Auch das BKA hatte japanische Behörden anlässlich des Gipfels mit Informationen über die unter absurden Vorwürfen durchgeführten Razzien kurz vor dem deutschen G8-Gipfel beliefert und über womöglich zu erwartende deutsche antikapitalistische Gruppen berichtet, darunter die "Interventionistische Linke", das Netzwerk "Dissent!" und andere Anti G8-Bündnisse. "Nach Einschätzung der Bundesregierung ist Japan an den deutschen Erfahrungen interessiert", schrieb die Bundesregierung in ihrer Antwort auf eine Kleine Anfrage. Entsprechende Informationen würden auch künftig "auf japanische Anfrage, soweit möglich", zur Verfügung gestellt.

Ziercke wird im Spiegel zitiert, er habe für die grenzüberschreitende Spitzelei "stets Lob von Seiten der Politik bekommen". Gut möglich, dass die spätestens 2005 in Schwung gekommene internationale Ausleihe verdeckter Ermittler auch zur Ausforschung der Proteste in Japan genutzt wurde. Womöglich arbeiten deutsche Polizisten auch mit Undercover-Kollegen aus den USA zusammen. Die Kooperation mit Russland, ebenfalls G8-Staat, scheint indes an Relikten des Kalten Krieges zu scheitern.

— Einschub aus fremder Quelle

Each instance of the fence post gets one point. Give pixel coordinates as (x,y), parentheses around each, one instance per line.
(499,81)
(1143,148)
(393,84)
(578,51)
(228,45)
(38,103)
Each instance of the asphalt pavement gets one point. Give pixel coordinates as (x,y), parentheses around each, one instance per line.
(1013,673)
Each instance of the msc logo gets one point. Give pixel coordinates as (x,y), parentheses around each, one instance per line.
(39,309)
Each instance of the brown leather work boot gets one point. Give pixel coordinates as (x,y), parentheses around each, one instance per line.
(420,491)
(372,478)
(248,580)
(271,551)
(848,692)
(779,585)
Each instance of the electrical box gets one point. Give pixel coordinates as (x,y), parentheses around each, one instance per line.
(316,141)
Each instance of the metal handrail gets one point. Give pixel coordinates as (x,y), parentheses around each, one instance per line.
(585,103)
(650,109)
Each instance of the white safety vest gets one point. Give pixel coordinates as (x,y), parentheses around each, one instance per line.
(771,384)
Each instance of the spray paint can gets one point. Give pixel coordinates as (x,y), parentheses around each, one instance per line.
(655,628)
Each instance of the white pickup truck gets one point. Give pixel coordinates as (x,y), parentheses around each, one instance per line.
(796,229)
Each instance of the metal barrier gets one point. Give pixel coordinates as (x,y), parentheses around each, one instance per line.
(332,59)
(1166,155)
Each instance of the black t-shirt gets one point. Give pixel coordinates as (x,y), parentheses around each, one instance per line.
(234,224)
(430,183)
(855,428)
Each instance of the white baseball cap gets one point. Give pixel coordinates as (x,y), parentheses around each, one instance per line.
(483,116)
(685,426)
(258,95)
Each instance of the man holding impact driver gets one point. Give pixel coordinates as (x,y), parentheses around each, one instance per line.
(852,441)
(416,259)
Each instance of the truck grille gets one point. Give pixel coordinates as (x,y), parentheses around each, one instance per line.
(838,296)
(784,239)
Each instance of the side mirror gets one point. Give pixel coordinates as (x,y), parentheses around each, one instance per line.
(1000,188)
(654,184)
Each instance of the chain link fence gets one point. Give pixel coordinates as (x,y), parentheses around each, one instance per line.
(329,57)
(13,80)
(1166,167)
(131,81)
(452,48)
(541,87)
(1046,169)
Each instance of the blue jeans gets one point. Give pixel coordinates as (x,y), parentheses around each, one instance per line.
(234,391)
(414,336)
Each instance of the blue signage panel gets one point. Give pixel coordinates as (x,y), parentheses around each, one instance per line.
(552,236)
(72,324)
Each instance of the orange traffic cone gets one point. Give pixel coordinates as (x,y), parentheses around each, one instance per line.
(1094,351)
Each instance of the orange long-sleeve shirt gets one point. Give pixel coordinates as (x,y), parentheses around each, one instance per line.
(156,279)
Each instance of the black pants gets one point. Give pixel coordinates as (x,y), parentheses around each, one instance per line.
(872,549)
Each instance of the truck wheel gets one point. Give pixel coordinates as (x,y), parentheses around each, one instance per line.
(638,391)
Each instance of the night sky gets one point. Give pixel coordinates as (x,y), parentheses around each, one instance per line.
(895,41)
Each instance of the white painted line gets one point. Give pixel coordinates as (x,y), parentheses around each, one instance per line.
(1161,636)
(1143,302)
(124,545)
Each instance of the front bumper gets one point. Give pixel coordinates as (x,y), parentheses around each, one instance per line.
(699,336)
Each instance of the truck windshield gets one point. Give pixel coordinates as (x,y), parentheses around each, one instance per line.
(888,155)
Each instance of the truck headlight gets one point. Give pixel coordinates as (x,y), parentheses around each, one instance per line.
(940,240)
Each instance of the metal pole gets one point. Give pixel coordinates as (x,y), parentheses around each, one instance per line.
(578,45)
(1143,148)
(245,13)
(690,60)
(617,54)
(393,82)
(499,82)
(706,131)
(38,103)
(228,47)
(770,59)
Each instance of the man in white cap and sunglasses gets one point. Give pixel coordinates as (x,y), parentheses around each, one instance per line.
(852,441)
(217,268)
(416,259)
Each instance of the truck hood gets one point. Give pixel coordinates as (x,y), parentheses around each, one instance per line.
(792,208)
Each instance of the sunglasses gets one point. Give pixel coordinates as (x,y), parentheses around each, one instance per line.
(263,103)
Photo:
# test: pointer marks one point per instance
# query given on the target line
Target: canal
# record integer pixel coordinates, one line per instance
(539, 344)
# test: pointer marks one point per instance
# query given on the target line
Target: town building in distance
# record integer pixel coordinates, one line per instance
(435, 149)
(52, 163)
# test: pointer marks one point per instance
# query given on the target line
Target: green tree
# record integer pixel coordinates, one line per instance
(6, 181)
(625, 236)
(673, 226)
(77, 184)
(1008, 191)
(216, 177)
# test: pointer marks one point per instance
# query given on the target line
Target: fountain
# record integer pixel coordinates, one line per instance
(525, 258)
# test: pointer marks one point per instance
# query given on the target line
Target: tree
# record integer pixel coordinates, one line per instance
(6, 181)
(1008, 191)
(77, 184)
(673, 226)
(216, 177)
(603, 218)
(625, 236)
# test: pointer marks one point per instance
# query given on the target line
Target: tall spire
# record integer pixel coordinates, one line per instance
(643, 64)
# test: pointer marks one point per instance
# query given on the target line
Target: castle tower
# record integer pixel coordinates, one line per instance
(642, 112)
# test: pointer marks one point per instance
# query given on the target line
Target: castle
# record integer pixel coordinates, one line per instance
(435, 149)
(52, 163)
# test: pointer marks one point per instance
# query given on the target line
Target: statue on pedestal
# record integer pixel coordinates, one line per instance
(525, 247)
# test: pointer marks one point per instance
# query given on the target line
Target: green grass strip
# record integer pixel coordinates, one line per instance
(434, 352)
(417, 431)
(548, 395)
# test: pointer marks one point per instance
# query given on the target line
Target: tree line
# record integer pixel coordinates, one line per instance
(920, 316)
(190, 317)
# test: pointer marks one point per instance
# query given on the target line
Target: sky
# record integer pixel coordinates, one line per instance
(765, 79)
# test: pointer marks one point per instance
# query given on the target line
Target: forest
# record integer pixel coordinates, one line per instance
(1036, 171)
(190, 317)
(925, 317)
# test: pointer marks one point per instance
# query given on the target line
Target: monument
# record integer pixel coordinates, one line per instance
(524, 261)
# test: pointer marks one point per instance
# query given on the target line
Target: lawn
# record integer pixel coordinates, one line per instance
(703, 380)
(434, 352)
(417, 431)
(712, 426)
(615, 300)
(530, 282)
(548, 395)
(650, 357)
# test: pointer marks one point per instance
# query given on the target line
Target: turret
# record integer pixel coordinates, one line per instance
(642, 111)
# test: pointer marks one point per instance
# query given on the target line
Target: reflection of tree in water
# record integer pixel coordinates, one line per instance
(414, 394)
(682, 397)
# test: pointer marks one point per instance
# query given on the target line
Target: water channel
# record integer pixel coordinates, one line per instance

Die britischen Spitzel "Marco Jacobs" und "Lynn Watson" hatten zwar die aus Großbritannien 2006 vorbereiteten Proteste unterwandert. Ihre angekündigte Teilnahme an Gegenaktivitäten in St. Petersburg sagten sie indes kurzerhand ab. Geargwöhnt wird, dass russische Behörden die Reise mit falschen Papieren nicht genehmigten.